Die US-Notenbank Federal Reserve hat den Leitzins um 0,25 Prozentpunkte auf eine Spanne von 3,75 bis 4,00 Prozent angehoben. Es ist die erste Zinserhöhung seit Juli 2023 und beendet eine Pause, die seit Dezember 2025 andauerte. Fed-Chef Kevin Warsh begründete den Schritt mit der Notwendigkeit stabiler Preise und betonte die Unabhängigkeit der Zentralbank bei geldpolitischen Entscheidungen.
Glaubwürdigkeit der Fed im Fokus
Thomas Gitzel, Chefvolkswirt der VPBank, bewertet die Zinserhöhung als entscheidend für die Glaubwürdigkeit der Federal Reserve. Jeff Schulze vom Franklin Templeton Institute sieht darin den Beweis, dass die Fed ihren Ankündigungen Taten folgen lässt. Das Ziel bleibt, die Inflation auf das angestrebte Niveau zurückzuführen. An den Finanzmärkten hatte es zuvor Befürchtungen gegeben, eine weitere Pause könnte Zweifel an der Entschlossenheit der Notenbank wecken.
Konflikt mit politischen Forderungen
Der frühere Präsident Donald Trump hatte eine Senkung des Leitzinses gefordert und die Zinserhöhung als falsch bezeichnet. Er argumentierte, niedrige Zinsen seien aufgrund der hohen Bonität der USA angemessen. Experten hielten Zinssenkungen jedoch für unrealistisch, da die wirtschaftlichen Grundlagen dafür fehlen. Elmar Völker von LBBW hebt hervor, dass Warsh einen anderen Kurs verfolgt als von Trump gewünscht. Unter Warshs Vorgänger Jerome Powell hatte es wiederholt öffentliche Kritik und Rücktrittsforderungen seitens Trump gegeben.

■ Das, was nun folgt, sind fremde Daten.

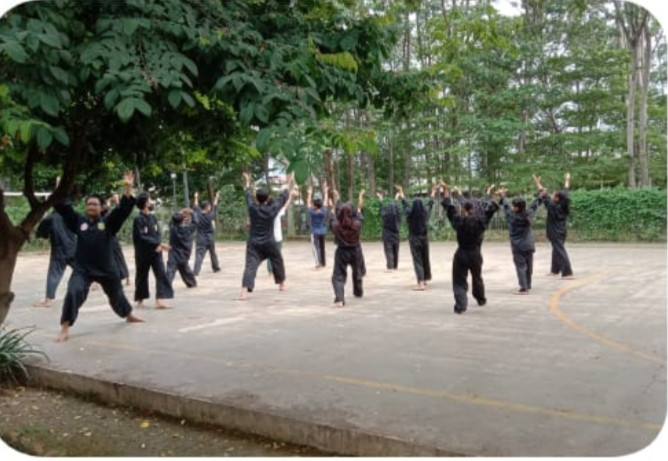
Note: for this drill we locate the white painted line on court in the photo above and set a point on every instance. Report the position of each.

Weitere Zinsschritte erwartet
Mitglieder des Federal Open Market Committee signalisieren, dass in diesem Jahr mindestens eine weitere Zinserhöhung erfolgen könnte. Robert Sockin und Maxime Darmet-Cucchiarini gehen davon aus, dass spätestens im Dezember ein erneuter Schritt ansteht. Die Erwartung basiert auf weiterhin hohen Inflationszahlen und der historischen Vorgehensweise der Fed, mehrere Anpassungen hintereinander vorzunehmen, wenn die geldpolitische Lage es erfordert.